Her şeyin bir zamanı var bu hayatta... Gelmelerin, gitmelerin, durmaların, beklemelerin, dönüşlerin, başlangıçların ve bitişlerin. Bu yüzden sınır koymamalı yaşanacaklara. Çünkü olduğu gibi yaşanıyor her şey, istediğin gibi değil...
Gitmek istediğinde durmak, durmak istediğinde ise gitmek arzusu... Kalmaman gereken yerde bahaneler bulmaya çalışmak; gitmemen gereken yerde ise mazeretler bulup kapıyı bile örtmeden kaçmak...
Akıntıya kürek çektiğini bile bile kendine karşı koymak; yalana yüz vermemek sanmak, yalanı kabullenmemeyi... Oysa, kabullen; kucakla, karşı koyma. Çünkü seni gerçeğin kıyısına o yalan çıkaracak.
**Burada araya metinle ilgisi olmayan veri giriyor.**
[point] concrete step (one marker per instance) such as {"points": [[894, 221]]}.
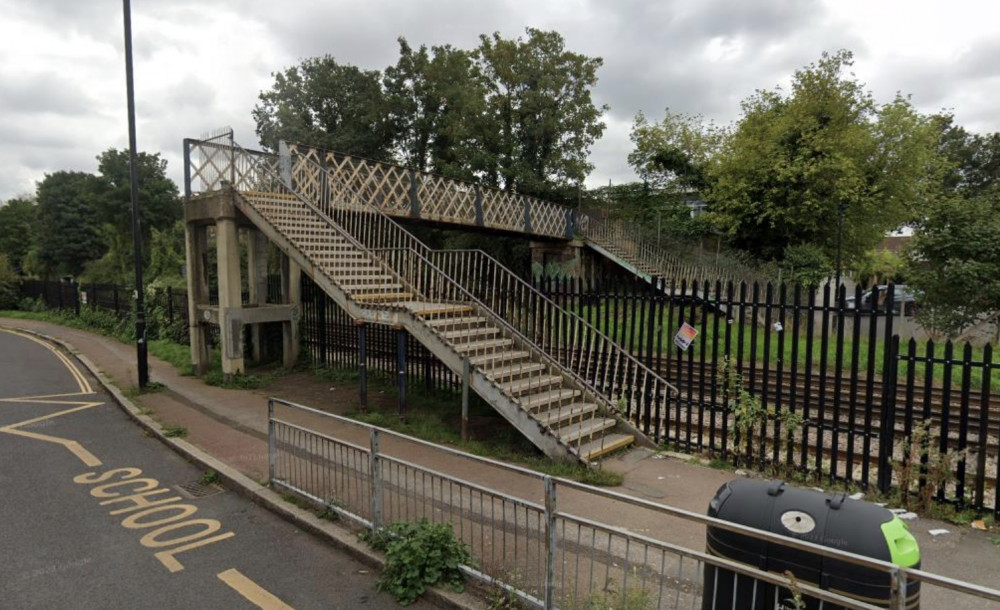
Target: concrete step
{"points": [[455, 322], [489, 346], [381, 297], [542, 401], [531, 385], [600, 447], [575, 431], [366, 285], [489, 362], [513, 371], [437, 311], [576, 411], [465, 335]]}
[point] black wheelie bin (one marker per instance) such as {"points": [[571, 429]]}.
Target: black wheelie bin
{"points": [[827, 519]]}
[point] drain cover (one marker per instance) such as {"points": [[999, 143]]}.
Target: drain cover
{"points": [[197, 489]]}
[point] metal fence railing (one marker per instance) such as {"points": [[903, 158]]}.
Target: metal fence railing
{"points": [[538, 551]]}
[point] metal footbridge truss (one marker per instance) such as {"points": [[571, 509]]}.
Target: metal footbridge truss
{"points": [[567, 387]]}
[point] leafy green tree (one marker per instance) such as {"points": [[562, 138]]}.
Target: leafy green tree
{"points": [[805, 264], [167, 257], [159, 208], [159, 200], [329, 105], [68, 226], [974, 159], [8, 283], [954, 263], [539, 121], [435, 101], [673, 154], [795, 163], [17, 217]]}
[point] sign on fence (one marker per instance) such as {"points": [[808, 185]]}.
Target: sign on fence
{"points": [[685, 335]]}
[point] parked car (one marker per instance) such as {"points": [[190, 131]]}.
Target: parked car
{"points": [[903, 300]]}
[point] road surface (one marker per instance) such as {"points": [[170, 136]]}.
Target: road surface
{"points": [[95, 514]]}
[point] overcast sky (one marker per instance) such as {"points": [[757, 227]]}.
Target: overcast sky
{"points": [[201, 64]]}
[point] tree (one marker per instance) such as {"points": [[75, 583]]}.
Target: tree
{"points": [[539, 121], [954, 263], [974, 160], [68, 228], [9, 281], [796, 164], [159, 209], [435, 102], [17, 217], [673, 154], [329, 105]]}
Ama olmaz.. Neden¿ Çünkü her şeyin bir zamanı var bu hayatta...
Kum saatinin dolu tarafı mı gösterir zamanı, boşalan tarafı mı? Benim için boşalan tarafı. Tüm yaşanmışlıkları döküp, yenilerini yükleme zamanını gösterir bana... Ne varsa, gecenin kuytusuna döküyorum ben de şimdi. Kürekleri bıraktım artık... Olanca gücümle sarıldığım yalan, gerçeğin kıyısına sürükleyip çıkardı beni saçımdan çeke çeke... Ah!
Kıyımdayım...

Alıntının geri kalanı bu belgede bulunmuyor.